M2M and IoT via satellite has traditionally been dominated by industrial applications, with Transportation, Cargo, Maritime and Energy sectors all primary subscribers to satcom M2M and IoT services. At the same time, we’re seeing an explosion of growth in the consumer handheld space in terms of subscribers and revenues, and also new products coming to market tapping into satellite networks. With Cisco estimating 500 billion Internet connected devices by 2030, how far can satellite tap into the consumer space as well as new applications never previously been connected?
In our M2M and IoT via Satellite, 10th Edition report, NSR forecasted over 920,000 active consumer IoT devices in 2028, up from ~430,000 at the end of 2018, which corresponds to annual retail revenues of nearly $200 million in 2028 alone. This category primarily consists of consumer handheld devices, most notably Globalstar SPOT and Garmin. These product lines have now been available for years, with limited levels of competition to date. Seeing the popularity of these devices, in recent years a number of new devices have become available, such as the Satpaq, the Somewear, the Bivystick, and Thuraya’s own satellite smartphone.
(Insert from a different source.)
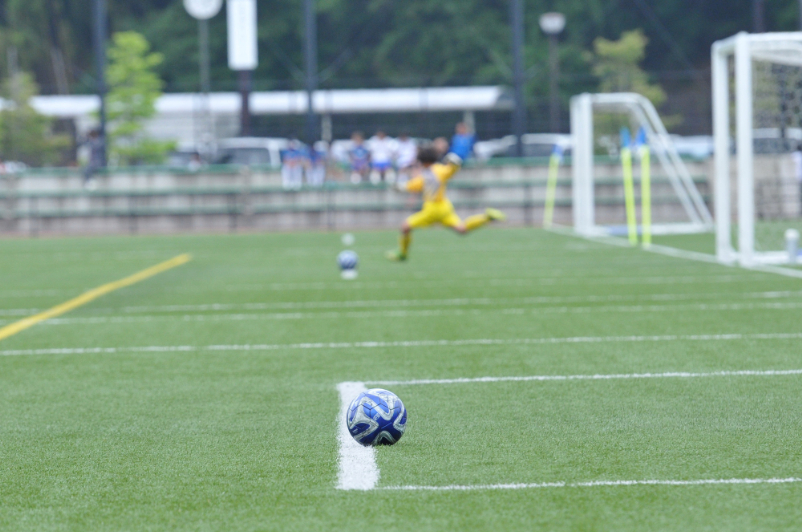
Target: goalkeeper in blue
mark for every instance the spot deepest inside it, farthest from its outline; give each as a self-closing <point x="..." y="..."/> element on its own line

While subscriber growth is strong for now, NSR believes that growth will slow over the coming decade, due to a smaller than anticipated addressable market, and competition from new smallsat devices designed for panic button type usage. Longer term, retail revenues will flatten out as well, as ARPUs are expected to decline as more intermittent usage is expected and to counter high levels of churn. Equipment pricing is also expected to decline due to increased competition – something that will prove to be a huge challenge to new entrants.
The strategic issue with the above types of devices is that usage is unlike that of industrial applications, which have a stable usage pattern. Consumer IoT device usage is inherently irregular and occasional. This leads to high levels of churn in this application, which is typical across the segment as consumers and eco-tourism users subscribe for short periods when travelling and then or almost immediately, cancel service afterwards.
Globalstar found this in 2018, with the company having net in-service subscriber growth of ~5,600 in 2018 compared to 2017. Gross subscriber additions were ~69,000 across the same period, indicating that a significant number of existing customers had discontinued service. While Globalstar derives a significant proportion of their revenue base from SPOT, Iridium is less affected due to a sufficiently broad subscriber base, and in the consumer IoT space new partnerships with Somewear and Bivystick further broaden this base.
The other issue is the addressable market size. Given there about 900 million iPhones in the world, plus 100s of millions of other smartphones, and assuming 10 million will be in areas outside of GSM coverage, in theory there should be 10 million consumer IoT or Satsleeve type devices sold. The fact that this isn’t the case, demonstrates that the need for always on connectivity isn’t compelling enough for consumers, based on sales numbers for devices such as the Thuraya SatSleeve and other products. This will be a cautionary tale for investments based on connecting every user outside of GSM networks – that the reality will be a much smaller share of users who really need to be connected everywhere.
With that said, there is also an opportunity for small satellite constellations to address this market with lower pricing structures, and NSR expects more to be developed in future years that connect to these new constellations – which could be priced as low as 1 cent per message. Some of the ~5.3 million in-service smallsat IoT terminals in 2028 will cater to the consumer market and have an impact on MSS services; even more if greater than 3 constellations fully launch. However, reliability will need to be proven on these constellations before these become trusted for an emergency response to be relied upon, and companies will need to partner with GEOS Worldwide Ltd (like other MSS operators) or a similar company to provide emergency rescue services. Such devices can come from unusual sources for the satellite industry – the Iridium connected Bivystick and Somewear have even been funded through Kickstarter – expect more to follow.
The consumer IoT, with its billions of devices, for the most part will remain on terrestrial connections. Only a very small portion of these devices will have data routed through satellite connectivity. The challenge for service providers, satellite operators and consumer IoT companies will be to reach price points and form factors that will be palatable to casual outdoor enthusiasts, without reducing ARPU from existing higher value customers. This will involve limiting feature sets to consumers such as basic location tracking and social media, while avoiding high level data analytics. Nonetheless, consumer IoT applications will remain relatively untapped from a satellite perspective when compared to the much larger enterprise M2M satellite market, and it is these enterprise applications, which should be the primary focus for operators and service providers alike.